En cualquier caso hay esperanza si nos replanteamos el funcionamiento del mundo en relación con el clima y los determinantes sociales de la salud, controlando los aspectos peligrosos para la salud y el medio ambiente que incrementan el calentamiento global. En este ámbito y espacio, la salud merece un papel destacado en pro de los mejores intereses para la humanidad y para la vida, dada su fuerte dimensión moral y los valores sociales que defiende y representa. 
 
La OMS considera que las repercusiones sanitarias del Cambio Climático serán difícilmente  reversibles en años o decenios, no obstante muchas de estas repercusiones son evitables o controlables con medidas definidas por el sector sanitario para reducir la exposición al Cambio Climático y sus efectos, como el control de los vectores de las enfermedades, la reducción de la contaminación producida por el transporte y el uso eficiente de la tierra y el agua. Además muchas de las medidas necesarias para evitar el Cambio Climático tienen efectos positivos para la salud, como por ejemplo, en los países industrializados, el aumento de la utilización de la bicicleta y el transporte público, en vez de utilizar vehículos privados, contribuye a reducir la emisión de gases de efecto invernadero, mejora la calidad del aire y la salud respiratoria y por tanto se reducirán las muertes prematuras; y el aumento de la actividad física producido al caminar o montar en bicicleta, reducen la obesidad y las enfermedades relacionadas con ella.
 
Como conclusión final decir que el Cambio Climático puede influir en problemas sanitarios que son ya de enormes proporciones, que se concentran en gran medida en el mundo en desarrollo y son difíciles de combatir, aunque según las autoridades de la OMS todavía es posible reducir la magnitud de las consecuencias del Cambio Climático  sobe la salud, si se actúa con urgencia y responsablemente. Hay que ayudar a los países más afectados, para afrontar las amenazas de este problema global, mejorando la vigilancia de las consecuencias del Cambio Climático, elaborando previsiones y fortaleciendo los servicios básicos de salud, para proteger más y mejor a las poblaciones que deben ser informadas adecuadamente y sensibilizarlas sobre los aspectos sanitarios del problema  para que su preocupación sea el mejor acicate para exigir con urgencia las medidas oportunas. 
 
Proteger la salud del Cambio Climático exige una gestión a muchos niveles, desde los factores sociales y económicos que impulsan el cambio hasta los peligros y exposiciones resultantes para los grupos humanos. No hay nada más motivador que la salud y el Cambio Climático puede ser una oportunidad para la salud pública, para actuar en el desarrollo de programas de prevención a nivel global y desarrollar los sistemas de salud para hacer frente a los desafías que el Cambio Climático plantea. 
 
En cualquier caso, esperamos que aún no sea tarde para resolver la gran crisis del clima, que lo es también de la salud pública, de la vida misma, una crisis de supervivencia, crucial para el futuro de la humanidad que exige esfuerzo, compromiso y responsabilidad por parte de todos.
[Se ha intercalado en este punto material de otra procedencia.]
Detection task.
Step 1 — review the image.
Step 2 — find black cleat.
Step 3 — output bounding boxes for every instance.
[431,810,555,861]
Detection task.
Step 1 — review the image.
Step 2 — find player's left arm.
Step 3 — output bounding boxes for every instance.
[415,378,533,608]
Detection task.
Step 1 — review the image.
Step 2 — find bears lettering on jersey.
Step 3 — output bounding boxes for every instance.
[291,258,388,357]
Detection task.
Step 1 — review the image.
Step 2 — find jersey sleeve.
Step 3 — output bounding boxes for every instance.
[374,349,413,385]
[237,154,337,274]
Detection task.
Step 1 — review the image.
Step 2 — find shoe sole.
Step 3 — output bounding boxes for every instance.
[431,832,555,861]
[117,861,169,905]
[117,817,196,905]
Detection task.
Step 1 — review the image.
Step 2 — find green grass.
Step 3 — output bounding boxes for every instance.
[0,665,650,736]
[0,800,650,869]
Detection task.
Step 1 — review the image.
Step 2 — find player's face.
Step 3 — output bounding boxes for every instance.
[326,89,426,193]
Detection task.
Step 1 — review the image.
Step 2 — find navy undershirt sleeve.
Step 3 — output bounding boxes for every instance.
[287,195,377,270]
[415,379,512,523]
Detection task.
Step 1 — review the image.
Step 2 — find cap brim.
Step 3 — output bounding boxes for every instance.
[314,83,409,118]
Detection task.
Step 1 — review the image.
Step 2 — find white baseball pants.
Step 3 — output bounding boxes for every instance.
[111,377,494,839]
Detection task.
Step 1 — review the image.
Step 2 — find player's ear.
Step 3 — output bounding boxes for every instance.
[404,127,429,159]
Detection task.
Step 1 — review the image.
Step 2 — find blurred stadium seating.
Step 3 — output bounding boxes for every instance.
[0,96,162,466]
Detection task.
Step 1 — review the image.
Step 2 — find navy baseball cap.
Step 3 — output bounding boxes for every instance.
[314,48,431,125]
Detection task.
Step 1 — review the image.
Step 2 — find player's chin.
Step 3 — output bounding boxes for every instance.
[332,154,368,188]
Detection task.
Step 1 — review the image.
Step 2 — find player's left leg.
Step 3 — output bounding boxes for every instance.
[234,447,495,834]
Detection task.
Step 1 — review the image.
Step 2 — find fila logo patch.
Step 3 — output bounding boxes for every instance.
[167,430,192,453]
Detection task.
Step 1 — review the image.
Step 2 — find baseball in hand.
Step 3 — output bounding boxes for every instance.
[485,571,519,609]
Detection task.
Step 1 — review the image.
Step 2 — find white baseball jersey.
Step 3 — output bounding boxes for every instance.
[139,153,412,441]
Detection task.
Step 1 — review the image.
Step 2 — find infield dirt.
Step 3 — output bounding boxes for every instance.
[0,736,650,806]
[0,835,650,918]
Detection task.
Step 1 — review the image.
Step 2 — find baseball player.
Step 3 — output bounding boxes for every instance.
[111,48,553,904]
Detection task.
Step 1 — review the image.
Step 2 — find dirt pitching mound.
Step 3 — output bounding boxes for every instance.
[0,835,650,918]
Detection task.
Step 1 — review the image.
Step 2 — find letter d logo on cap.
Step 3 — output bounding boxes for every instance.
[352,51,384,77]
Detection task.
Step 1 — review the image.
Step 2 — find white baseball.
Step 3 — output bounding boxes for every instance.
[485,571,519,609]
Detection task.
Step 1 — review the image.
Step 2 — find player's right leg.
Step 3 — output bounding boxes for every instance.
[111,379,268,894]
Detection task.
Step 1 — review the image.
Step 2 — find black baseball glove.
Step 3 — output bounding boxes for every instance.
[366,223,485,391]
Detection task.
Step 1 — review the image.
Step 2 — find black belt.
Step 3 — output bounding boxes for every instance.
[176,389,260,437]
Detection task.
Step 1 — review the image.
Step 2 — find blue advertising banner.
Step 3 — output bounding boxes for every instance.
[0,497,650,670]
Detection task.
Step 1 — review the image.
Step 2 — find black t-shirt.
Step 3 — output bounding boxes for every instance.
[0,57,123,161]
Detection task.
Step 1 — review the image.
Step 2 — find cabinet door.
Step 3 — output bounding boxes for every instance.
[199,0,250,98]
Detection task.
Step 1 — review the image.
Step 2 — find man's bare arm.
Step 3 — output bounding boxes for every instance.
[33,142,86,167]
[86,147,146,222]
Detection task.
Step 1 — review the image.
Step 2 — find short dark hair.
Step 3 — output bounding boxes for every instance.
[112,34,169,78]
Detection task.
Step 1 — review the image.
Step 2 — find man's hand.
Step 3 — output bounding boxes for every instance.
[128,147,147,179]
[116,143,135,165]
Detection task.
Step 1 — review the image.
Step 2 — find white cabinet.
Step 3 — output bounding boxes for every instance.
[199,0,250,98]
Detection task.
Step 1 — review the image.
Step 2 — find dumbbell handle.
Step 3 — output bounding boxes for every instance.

Según la Organización Meteorológica Mundial (OMM) la ignorancia no puede ser un argumento para justificar la inacción, pues no existe un planeta B como alternativa a la vida en la Tierra.
 
Y concluyo con una frase de Victor Hugo que resume lo que pasa en el mundo con el Cambio Climático:
 
“Produce una inmensa tristeza pensar que la naturaleza habla, mientras el género humano no escucha”.